Like many tourists, we visited a Masai village.  We sat in a mud and cow dung constructed hut, little bigger than the office I am writing in now, that housed 10 people in two beds.  We watched mothers nursing newborn babies, covered with flies. We were told about teenagers, both boys and girls, going through circumcisions and women having babies attended only by their mothers-in-law. When I asked, I was told that “only” about one in ten women in the village die in childbirth. The cities outside of Nairobi we drove through on barely passable roads were filled with children begging when our 4 by 4 vehicles stopped for traffic, with corrugated aluminum tiny homes dotting the roads.

These so-called optional tourist excursions broke my heart and brought home the reality of the need to address poverty, maternal mortality, and access to family planning.  It provided me with a renewed commitment to the Religious Institute’s Rachel Sabbath Initiative to engage religious leaders and faith communities in working for U.S. support to reach the Millennium Goals worldwide.

I know that Kenya is not the poorest country in Africa, and compared with its neighbors, it is relatively peaceful. But, still, one in 38 Kenyan women will die in childbirth, 26 percent of women will marry before adulthood, and female genital mutilation is still widely practiced. The average woman in Kenya has six children, while her desired family size is four, although in the Masai village I visited fertility was much higher. Still, this marks substantial progress from an estimated 8.1 children per woman in the late 1960s. Fewer than half of Kenyan couples use contraceptives (46 percent), though this too marks a significant increase compared to the 39 percent reported in a 2003 study.
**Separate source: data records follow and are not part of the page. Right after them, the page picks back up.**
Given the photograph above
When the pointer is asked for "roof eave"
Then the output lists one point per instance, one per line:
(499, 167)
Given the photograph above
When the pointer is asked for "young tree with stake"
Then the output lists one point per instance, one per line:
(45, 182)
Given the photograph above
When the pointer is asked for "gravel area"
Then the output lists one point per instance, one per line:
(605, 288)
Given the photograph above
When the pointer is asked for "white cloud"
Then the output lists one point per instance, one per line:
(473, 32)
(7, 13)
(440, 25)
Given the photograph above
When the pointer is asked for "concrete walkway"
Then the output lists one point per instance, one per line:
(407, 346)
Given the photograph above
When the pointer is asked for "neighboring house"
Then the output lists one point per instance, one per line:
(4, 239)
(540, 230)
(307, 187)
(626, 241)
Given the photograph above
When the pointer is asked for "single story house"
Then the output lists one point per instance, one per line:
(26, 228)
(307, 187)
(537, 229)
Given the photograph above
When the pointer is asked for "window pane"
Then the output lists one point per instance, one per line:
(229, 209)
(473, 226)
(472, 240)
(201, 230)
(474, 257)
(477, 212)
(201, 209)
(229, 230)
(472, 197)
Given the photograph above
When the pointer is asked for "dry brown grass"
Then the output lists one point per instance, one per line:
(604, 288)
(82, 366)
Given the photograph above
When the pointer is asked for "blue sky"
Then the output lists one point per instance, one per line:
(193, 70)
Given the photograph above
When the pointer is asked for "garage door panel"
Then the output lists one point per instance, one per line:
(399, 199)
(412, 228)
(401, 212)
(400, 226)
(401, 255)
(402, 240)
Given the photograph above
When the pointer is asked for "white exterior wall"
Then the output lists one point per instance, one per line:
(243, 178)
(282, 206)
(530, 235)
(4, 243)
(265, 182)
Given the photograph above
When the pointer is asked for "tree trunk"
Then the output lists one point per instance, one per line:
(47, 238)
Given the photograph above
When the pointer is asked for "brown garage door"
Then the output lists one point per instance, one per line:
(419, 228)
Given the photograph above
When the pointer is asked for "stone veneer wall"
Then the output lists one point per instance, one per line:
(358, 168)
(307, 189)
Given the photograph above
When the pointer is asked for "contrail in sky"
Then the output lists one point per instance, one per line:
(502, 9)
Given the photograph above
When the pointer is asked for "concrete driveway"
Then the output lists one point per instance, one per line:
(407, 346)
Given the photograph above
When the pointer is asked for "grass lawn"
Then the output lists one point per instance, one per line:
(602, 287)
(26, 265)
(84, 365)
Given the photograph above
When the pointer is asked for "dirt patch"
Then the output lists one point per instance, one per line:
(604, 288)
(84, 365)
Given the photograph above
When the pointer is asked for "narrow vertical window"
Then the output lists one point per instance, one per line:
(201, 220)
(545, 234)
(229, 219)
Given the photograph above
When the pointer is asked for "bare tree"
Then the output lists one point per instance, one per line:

According to the CIA World Factbook, the urban population in Kenya is “growing at an alarming rate as many Kenyans migrate from their rural homes to urban centers,” which has led to a scarcity of jobs and opportunities.

World population growth stops being an abstract idea when confronted with individuals and whole communities suffering without enough food, shelter, sanitation, health care, and economic opportunities. As a minister, I am reminded that the Bible calls us to be stewards of the earth and caretakers of our neighbors. Regardless of your faith, I hope you’ll join me others in rededicating ourselves to renewed action on behalf of all the people of the world.